If your pain is more severe, or continues for longer, assessment by a consultant would be advised to help accurately determine the extent of the tendonitis and of any damage to the tendon.
Pain cause by patellar tendonitis can usually be treated effectively using one of the following methods:
· Ice: A cold ice pack on the affected knee may help to reduce the swelling and pain of a torn tendon in knee.
· Medication: Painkillers, particularly non-steroidal anti-inflammatory medications (NSAIDs) such as aspirin or ibuprofen, can help to relieve pain and reduce inflammation.

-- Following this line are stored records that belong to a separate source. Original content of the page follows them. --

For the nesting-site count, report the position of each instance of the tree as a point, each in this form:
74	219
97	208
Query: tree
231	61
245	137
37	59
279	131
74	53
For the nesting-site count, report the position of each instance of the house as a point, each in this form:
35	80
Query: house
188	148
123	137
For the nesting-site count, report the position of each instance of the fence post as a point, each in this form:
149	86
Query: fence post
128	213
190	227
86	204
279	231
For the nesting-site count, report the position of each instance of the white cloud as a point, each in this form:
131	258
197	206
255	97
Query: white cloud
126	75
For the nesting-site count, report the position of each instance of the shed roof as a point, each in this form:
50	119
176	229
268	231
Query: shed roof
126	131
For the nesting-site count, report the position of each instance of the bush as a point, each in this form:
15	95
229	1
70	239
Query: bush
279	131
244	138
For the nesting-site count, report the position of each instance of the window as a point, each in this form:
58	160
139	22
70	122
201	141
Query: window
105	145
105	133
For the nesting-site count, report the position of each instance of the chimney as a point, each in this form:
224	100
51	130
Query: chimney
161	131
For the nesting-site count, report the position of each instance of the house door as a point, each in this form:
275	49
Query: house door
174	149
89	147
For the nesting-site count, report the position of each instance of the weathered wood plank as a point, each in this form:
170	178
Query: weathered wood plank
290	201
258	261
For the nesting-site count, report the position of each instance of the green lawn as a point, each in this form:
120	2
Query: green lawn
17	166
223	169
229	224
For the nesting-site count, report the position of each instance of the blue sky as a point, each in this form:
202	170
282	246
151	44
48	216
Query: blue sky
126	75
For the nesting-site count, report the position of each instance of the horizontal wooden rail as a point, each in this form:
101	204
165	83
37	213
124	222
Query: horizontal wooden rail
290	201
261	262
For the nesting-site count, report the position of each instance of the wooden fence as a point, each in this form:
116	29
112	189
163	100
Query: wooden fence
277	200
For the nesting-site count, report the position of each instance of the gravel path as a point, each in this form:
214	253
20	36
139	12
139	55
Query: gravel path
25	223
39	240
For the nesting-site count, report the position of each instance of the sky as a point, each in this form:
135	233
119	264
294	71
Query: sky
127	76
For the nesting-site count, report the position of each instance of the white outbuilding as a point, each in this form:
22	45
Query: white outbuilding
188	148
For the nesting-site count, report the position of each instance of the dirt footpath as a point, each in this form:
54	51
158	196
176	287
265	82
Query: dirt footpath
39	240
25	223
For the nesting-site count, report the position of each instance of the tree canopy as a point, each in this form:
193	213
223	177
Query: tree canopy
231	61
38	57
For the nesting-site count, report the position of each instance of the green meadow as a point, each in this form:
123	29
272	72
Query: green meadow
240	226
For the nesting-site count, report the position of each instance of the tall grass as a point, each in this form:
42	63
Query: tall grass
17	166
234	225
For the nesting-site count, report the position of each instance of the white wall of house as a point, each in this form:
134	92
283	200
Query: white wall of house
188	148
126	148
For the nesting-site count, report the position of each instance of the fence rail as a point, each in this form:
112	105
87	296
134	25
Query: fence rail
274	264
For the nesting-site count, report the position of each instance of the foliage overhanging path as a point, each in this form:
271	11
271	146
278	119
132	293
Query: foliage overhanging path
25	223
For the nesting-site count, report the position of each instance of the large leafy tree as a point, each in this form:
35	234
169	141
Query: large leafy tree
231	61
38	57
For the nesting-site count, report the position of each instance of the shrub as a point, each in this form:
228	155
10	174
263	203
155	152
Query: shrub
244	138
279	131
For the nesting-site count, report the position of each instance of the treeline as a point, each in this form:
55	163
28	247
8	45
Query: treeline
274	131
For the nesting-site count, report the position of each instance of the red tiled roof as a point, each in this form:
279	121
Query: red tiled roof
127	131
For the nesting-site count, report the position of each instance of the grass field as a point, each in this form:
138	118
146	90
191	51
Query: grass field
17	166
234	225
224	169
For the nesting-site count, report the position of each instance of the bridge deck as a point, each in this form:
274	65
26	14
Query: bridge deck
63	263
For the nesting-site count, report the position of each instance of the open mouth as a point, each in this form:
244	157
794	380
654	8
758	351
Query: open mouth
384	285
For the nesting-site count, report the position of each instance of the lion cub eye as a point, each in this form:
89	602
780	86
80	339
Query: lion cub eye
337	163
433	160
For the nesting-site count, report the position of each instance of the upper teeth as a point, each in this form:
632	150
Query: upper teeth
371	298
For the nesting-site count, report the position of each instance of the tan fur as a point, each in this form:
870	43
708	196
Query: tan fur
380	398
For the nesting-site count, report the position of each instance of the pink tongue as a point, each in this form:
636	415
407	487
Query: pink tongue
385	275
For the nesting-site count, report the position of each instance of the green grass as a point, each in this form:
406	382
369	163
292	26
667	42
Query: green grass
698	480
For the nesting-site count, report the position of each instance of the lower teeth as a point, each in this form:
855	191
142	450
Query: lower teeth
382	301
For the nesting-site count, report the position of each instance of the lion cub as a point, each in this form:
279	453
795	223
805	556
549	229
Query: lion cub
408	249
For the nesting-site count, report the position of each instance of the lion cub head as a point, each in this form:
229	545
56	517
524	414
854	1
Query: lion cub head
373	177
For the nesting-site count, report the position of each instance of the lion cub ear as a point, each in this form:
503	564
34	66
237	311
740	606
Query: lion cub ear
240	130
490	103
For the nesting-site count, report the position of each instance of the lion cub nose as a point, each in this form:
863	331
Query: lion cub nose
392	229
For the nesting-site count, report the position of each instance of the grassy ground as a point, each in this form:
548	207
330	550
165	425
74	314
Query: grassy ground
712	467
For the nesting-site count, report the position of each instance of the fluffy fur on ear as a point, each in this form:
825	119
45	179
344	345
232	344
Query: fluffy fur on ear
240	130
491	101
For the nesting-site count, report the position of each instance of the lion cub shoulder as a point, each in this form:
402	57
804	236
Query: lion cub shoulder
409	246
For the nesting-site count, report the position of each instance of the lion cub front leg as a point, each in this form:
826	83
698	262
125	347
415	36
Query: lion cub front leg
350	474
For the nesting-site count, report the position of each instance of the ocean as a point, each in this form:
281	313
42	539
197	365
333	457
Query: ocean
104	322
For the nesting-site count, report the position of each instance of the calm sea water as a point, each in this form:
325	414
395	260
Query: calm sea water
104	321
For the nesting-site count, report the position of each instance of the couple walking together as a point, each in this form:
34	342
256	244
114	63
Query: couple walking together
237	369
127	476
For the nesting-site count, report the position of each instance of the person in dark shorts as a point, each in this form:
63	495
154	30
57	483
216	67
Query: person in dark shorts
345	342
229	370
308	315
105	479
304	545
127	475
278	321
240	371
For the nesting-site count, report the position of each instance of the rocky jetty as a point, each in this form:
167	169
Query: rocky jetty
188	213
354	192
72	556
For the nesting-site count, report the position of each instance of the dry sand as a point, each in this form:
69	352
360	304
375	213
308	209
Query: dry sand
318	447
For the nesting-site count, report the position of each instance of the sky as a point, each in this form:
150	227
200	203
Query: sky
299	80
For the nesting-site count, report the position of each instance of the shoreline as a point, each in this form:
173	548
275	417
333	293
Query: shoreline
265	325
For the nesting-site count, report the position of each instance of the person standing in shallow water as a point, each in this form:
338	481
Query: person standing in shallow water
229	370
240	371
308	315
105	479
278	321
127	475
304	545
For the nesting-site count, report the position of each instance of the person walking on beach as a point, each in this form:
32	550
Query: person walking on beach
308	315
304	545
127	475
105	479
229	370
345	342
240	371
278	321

· Physical therapy: Your consultant may recommend that you see a physiotherapist for help. If the tendonitis in your knee has been caused by overuse, a physiotherapist will be able to help show you alternative ways to carry out certain movements, in order to lower the risk of experiencing tendonitis again. These knee tendonitis exercises can be particularly helpful for sportspeople, who are often required to perform the types of repetitive movements that can increase the risk of tendonitis. It is advisable to wear knee support for tendonitis, such as a patellar tendon knee strap, while exercising.
· Rest: Sometimes, the best thing you can do to aid recovery from tendonitis in your knee is to rest your leg. While this may appear impractical, rest can promote healing as well as remove the risk of putting any additional strain on the affected tendon by mistake.
· Platelet Rich Plasma (PRP) injection: This form of platelet therapy uses an individual’s own healing system to encourage healing. This involves injecting plasma taken from the patient’s own blood platelets directly into the knee for speedy pain relief.
In more severe or long-term cases of tendonitis, you may be advised to have surgery. Long-term tendonitis in the knee can sometimes lead to a tear/rupture of the tendon; if this occurs, surgery will probably be required to repair the damage.
Following the procedure, you will be prescribed a course of physiotherapy to help you to recover and return to normal levels of activity.